The dissonance of the new states with ethnic realities and the completely undemocratic disregard for the right of nations to their self-determination created the conditions for and led to ten million refugees or immigrants in the former USSR, five wars in former Yugoslavia and ten in the former USSR. To demonstrate the aberration of what happened in 1991, it is enough to recall that one fourth of the Russian nation was left outside Russia!
There is no doubt that the Soviet Union had many problems and needed reconstruction (‘perestroika’), but the method used was rightly called ‘catastrophic’. In particular, why, at a time when the whole world was tending towards transnational integration, was the USSR dismantled, instead of being reformed in depth? And why, having opted for dissolution, was at least the principle of self-determination of nations not applied?

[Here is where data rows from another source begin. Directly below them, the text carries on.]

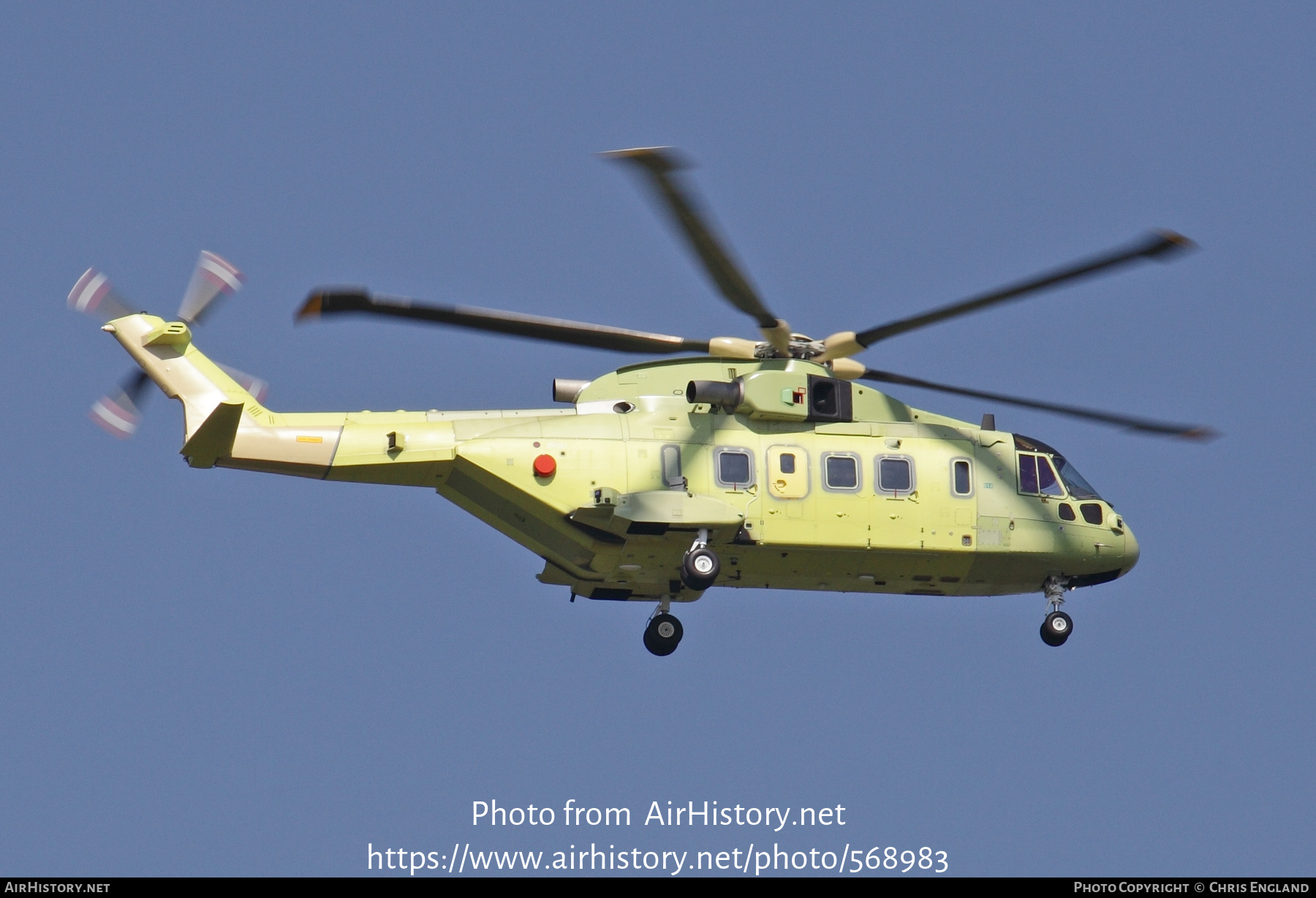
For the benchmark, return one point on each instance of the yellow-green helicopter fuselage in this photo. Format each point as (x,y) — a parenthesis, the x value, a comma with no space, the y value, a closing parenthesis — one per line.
(807,482)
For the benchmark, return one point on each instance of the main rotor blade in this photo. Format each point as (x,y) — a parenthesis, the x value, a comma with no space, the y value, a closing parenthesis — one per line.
(1157,245)
(661,164)
(578,333)
(213,277)
(1145,426)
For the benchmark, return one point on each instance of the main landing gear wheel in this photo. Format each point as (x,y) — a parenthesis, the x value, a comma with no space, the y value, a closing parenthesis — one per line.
(699,567)
(1057,628)
(664,633)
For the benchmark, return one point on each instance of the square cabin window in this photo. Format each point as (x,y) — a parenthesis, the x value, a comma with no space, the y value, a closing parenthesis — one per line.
(842,472)
(961,478)
(895,475)
(733,468)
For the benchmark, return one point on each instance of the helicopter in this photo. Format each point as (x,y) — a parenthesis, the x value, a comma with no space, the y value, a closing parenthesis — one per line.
(766,462)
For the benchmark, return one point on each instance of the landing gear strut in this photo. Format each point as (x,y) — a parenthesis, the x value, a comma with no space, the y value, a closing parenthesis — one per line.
(664,633)
(1059,626)
(699,567)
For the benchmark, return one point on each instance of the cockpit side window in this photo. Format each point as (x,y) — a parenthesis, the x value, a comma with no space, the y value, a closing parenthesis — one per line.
(1036,475)
(1026,473)
(1046,480)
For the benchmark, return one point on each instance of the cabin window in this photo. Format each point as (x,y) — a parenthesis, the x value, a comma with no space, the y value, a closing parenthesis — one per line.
(1037,475)
(787,473)
(961,478)
(733,468)
(842,472)
(895,475)
(671,477)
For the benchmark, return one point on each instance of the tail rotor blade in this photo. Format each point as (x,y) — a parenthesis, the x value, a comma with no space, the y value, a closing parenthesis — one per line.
(94,295)
(118,412)
(213,277)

The Soviet Union was dismantled on the initiative of the Russian President Boris Yeltsin and with the agreement of the then Presidents of the Ukraine, Leonid Kravchuk, and of Belarus, Stanislav Shushkevich, in December 1991. Yeltsin wanted to replace the Soviet President in the Kremlin and the only way he could do this was by making the country, of which Mr. Gorbachev was the President, disappear.
The three leaders were not authorized by anybody to dissolve the USSR, an act of very dubious legality and legitimacy, especially given the fact that the population of the USSR had already supported, by an overwhelming majority (70%), the preservation of the USSR in the referendum of March 1991.